If it is a tournament or league rule.  No is No.

If not in rules up to Ref.


----------



## zebrafish (Sep 15, 2018)

Let your child heal.

I've seen several games in which casts have been allowed on a player and in every single case the cast was used to the advantage of the injured player as a physical bludgeon to varying degrees. 

If I see a player with a cast warming up, I immediately bring it up as an issue via the appropriate channels (tournament official, ref, admin, etc).

It isn't good for the injured player, and it isn't good for the non-injured players.


----------



## Sheriff Joe (Sep 15, 2018)

zebrafish said:


> Let your child heal.
> 
> I've seen several games in which casts have been allowed on a player and in every single case the cast was used to the advantage of the injured player as a physical bludgeon to varying degrees.
> 
> ...


I our 4 years in club I have not seen anyone allowed to play with a cast in league play, tournaments are a different story and I have never seen it used as a weapon.


----------



## Zdrone (Sep 15, 2018)

Ive seen it a few times in league play (SCDSL).  Ref would examine it prior to the game.

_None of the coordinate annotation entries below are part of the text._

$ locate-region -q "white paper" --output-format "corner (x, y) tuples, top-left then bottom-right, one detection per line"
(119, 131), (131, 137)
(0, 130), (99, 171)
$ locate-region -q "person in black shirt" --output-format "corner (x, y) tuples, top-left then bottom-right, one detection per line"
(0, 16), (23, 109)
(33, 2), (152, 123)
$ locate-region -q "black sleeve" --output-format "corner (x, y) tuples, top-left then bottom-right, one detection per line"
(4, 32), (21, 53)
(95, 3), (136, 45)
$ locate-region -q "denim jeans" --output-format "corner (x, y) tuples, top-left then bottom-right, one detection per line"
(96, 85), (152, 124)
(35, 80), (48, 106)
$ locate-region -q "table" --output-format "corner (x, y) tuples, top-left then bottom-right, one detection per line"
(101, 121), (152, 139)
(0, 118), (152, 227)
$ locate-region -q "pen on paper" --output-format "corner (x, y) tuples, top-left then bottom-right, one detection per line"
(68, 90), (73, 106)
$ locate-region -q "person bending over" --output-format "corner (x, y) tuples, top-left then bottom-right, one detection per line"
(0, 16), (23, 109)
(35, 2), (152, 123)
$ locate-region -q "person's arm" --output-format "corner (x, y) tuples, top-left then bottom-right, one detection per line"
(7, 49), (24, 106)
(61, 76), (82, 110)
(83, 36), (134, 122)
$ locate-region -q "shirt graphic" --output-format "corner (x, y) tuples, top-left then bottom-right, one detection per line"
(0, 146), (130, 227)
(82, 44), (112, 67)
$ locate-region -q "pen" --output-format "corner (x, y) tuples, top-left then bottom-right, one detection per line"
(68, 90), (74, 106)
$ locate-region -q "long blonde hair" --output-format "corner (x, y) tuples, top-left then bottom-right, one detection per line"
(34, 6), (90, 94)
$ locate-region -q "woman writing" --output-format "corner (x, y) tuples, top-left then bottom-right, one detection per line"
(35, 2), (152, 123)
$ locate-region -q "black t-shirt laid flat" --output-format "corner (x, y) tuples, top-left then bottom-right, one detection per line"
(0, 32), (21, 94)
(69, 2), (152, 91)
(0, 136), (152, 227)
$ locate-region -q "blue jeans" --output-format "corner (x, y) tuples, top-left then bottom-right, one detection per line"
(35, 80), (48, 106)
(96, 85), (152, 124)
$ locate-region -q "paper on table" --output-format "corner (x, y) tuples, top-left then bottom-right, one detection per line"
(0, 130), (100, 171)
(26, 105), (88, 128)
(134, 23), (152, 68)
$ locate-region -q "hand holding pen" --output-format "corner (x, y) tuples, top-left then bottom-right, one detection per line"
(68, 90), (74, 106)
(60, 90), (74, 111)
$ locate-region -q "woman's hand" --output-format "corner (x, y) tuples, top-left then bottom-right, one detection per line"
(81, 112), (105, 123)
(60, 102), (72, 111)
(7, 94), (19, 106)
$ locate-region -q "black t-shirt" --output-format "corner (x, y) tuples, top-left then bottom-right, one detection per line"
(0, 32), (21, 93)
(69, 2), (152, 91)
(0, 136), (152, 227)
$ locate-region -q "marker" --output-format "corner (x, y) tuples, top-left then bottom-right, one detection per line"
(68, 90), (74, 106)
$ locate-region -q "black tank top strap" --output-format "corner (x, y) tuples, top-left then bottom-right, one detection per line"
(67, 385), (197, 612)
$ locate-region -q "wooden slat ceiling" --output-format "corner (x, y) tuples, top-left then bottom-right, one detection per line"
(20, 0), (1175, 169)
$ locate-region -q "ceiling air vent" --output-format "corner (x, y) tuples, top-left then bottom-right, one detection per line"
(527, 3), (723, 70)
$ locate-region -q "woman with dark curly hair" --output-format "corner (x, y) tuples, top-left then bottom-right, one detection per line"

arm was bubble wrapped then a sleeve over the wrapping.


----------



## 1dad2boys (Sep 15, 2018)

In CSL, the rule disallowing hard casts has been in place for at least three years. However, I have seen several instances in the past 4 years where a padded cast was inspected and approved by the referee. I can’t say if it is a good idea but it is certainly possible to play with a hard cast.


----------



## Surfref (Sep 15, 2018)

CSL does have a no cast rule even with the cast padded which in my opinion is really dumb.  In the end it is up to the referee and if it was me and the cast was properly padded then I would allow the player to play.  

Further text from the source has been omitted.